Os refugiados são do Darfur, a ONG recebe apoios ingleses, a imaginação é de todos.
Funciona. A taxa de mortalidade materna, por exemplo, atingiu um nível muito próximo do europeu.
O grande desafio é tornar este tipo de serviços acessível às populações autóctones, para que não exista uma disparidade gritante entre os serviços prestados aos refugiados e a falta de condições, no que respeita às populações locais.
A preocupação com os refugiados tem que ser acompanhada por apoios concretos às aldeias vizinhas dos campos.
Agora que os chifres já entraram para a história do parlamento português, queria contar-vos uma estória de chavelhos. Dos verdadeiros. Aqui não se desce ao nível do figurado.
Em Janeiro um bovino vivo, de carne e osso, valia, no mercado de N' Djaména, quase 200 Euros. Havia erva, a estação das chuvas tinha terminado três ou quatro meses antes. Os animais apresentavam um ar farto e saudável.
Hoje, com o início das chuvas muito atrasado, os animais não têm que comer. Estão esqueléticos e sem forças. A minha base é no caminho para o matadouro, na entrada Norte da cidade. É frequente ver os animais a comer lixo, papel e plástico. As estrumeiras são agora as terras de pasto. Muitos dos animais não tem a energia suficiente para chegar à zona do abate.
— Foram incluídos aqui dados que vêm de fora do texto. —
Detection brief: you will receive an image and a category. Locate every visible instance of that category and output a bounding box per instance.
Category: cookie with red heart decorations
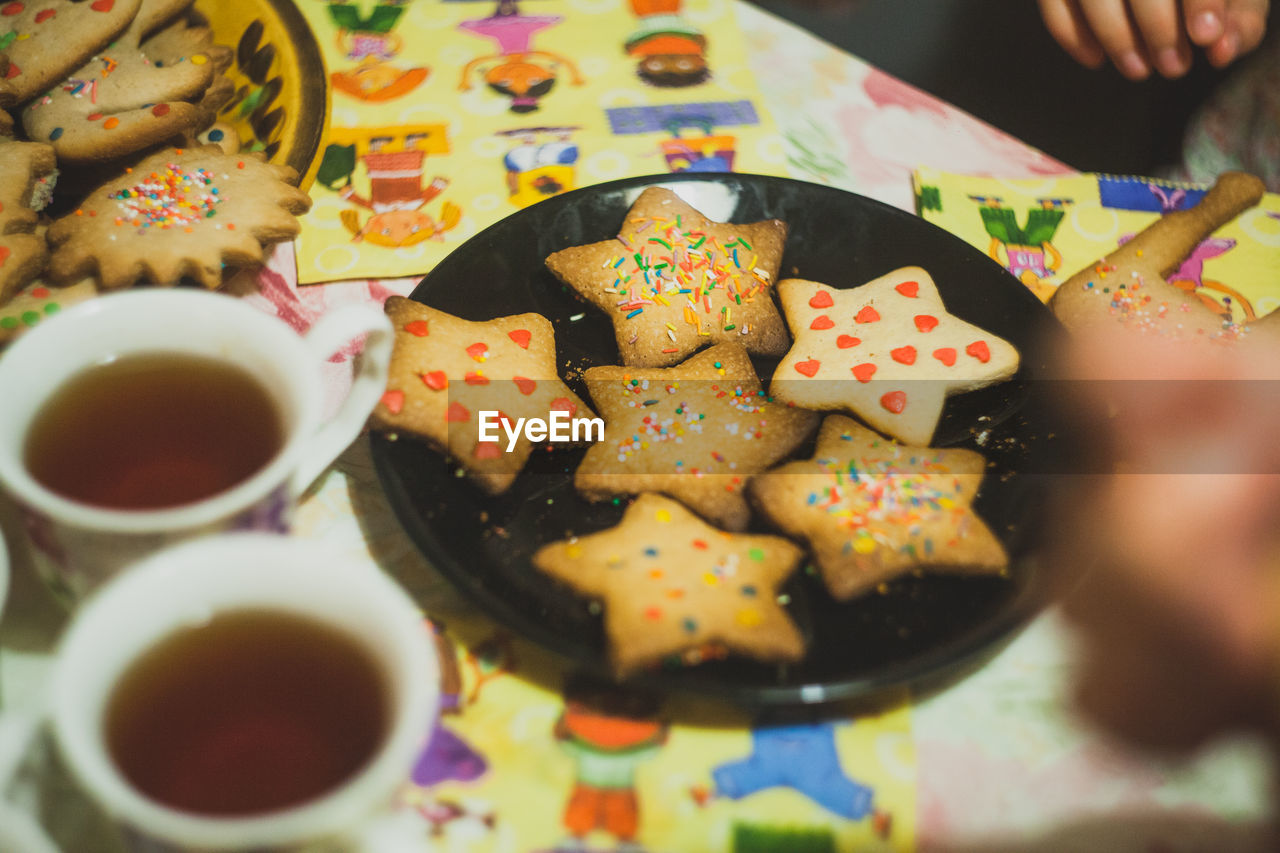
[0,0,141,105]
[573,343,818,530]
[534,494,804,675]
[547,187,790,368]
[769,266,1019,444]
[750,415,1009,601]
[372,296,594,494]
Morrem pelo caminho. Quem quiser pagar 15 Euros, compra uma vaca. De pele e ossos.
É um tempo de fome e de miséria para os animais e para os donos. São populações nómadas, tão magras como as suas vacas. E tão pobres que nem se atrevem a abrir a boca, para contar as suas mágoas. Morre-se em silêncio, que assim é a vida de quem anda nas terras das areias sem fim.
A estupidez humana não tem limites. As provas desta verdade são visíveis todos os dias.
A falta de previsão e de capacidade de antecipação também não conhecem linhas de demarcação. Tudo é possível.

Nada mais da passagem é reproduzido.